I was disappointed that you took the alumni updates out of the magazine and placed them on the Internet. The updates are the main reason for reading.
Ed.: You’re not alone; many readers want to see the Class Notes back in print. Unfortunately, we simply do not have room to list this level of detail for every alumnus/alumna. We are considering options for secure but simpler online browsing; for now, if you keep minesonline.net bookmarked and create a login, you’ll find that searching for your classmates is quick and easy.
In my opinion the Mines alumni mag reads like every other college alumni rag. When I went to Mines, we weren’t like every other college. Nerdy, maybe, but we were different. I’d find the magazine more interesting if it were more edgy.
Mines is about natural resources. Discuss them and eliminate articles about ‘green’ energy, global warming and other such nonsense.
Ed.: Our goal is to tell Mines’ story in its entirety. While Mines’ reputation in natural resources continues to be excellent, students and faculty study and work in fields that are not directly related to them. In particular, research in alternative energy is expanding and necessary.

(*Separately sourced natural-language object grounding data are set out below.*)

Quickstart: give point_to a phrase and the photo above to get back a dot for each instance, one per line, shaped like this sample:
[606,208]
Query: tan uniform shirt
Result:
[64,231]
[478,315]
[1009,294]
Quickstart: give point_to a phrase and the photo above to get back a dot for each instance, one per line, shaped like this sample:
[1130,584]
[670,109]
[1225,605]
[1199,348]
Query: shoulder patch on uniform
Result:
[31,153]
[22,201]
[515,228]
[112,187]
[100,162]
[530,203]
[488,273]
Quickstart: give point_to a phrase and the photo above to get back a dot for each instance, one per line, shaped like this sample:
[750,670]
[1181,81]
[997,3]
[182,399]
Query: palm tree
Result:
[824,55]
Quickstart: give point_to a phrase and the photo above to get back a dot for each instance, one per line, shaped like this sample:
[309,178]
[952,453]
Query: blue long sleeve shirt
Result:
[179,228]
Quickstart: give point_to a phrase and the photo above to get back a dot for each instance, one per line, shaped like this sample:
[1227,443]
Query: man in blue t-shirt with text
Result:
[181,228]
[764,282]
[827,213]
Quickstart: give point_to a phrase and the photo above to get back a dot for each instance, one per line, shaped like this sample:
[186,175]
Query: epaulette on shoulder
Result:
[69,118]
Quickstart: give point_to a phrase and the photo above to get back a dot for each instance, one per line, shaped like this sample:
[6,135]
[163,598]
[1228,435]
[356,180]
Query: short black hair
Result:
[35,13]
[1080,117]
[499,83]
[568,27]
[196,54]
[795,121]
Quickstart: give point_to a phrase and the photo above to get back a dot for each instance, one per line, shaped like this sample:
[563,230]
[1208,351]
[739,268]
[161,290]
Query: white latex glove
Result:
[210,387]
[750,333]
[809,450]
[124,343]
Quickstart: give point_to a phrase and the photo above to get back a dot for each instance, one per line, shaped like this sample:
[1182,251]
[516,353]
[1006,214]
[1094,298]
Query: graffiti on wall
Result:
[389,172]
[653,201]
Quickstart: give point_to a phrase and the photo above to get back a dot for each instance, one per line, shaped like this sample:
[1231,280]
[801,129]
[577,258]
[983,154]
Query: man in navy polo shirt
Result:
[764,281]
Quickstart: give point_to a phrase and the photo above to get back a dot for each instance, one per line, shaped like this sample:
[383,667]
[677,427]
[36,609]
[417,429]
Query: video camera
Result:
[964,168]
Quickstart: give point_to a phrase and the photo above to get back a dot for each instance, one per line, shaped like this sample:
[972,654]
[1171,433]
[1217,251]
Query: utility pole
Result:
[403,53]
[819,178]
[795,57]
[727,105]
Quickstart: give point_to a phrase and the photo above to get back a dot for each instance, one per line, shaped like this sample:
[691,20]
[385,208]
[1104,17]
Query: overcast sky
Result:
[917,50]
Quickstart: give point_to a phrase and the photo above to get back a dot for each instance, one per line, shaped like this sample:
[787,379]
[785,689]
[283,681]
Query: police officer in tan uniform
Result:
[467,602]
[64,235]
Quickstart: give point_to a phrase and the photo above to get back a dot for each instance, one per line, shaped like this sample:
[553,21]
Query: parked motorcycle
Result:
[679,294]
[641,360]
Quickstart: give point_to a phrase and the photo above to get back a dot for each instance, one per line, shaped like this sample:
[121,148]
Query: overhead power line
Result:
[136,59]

Alumni profiles seem to be directed at those who have succeeded in business and who give to Mines. There are a lot more alumni out there who are interesting and do not fit this profile.
Ed.: While the value of donations to the school is indisputable, alumni featured in the magazine are chosen on the basis of interest to readers, not their level of giving. Transformative gifts to Mines are newsworthy and those who give them often have interesting stories to tell. However, we never reference a subject’s giving history before deciding to pursue a story. If you know of anyone connected to the school whom you think we should write about, please let us know.
If it is an alumni magazine, it needs to have some reasonable focus on alumni. I now consider it a school propaganda publication.
Ed.: Since the school stopped publishing Mines Today in 2000, Mines magazine has been published for both the campus and alumni communities. Most issues include a feature story on an alum, as well as profiles, Class Notes, Passings and other alumni news. We find articles about campus are read with interest by alumni (see survey results). The bottom line is, thanks to an outstanding legacy and the combined accomplishments of the many connected to the school, it’s a transformative period for Mines, and there is no shortage of good news. Please come back to campus and judge for yourself.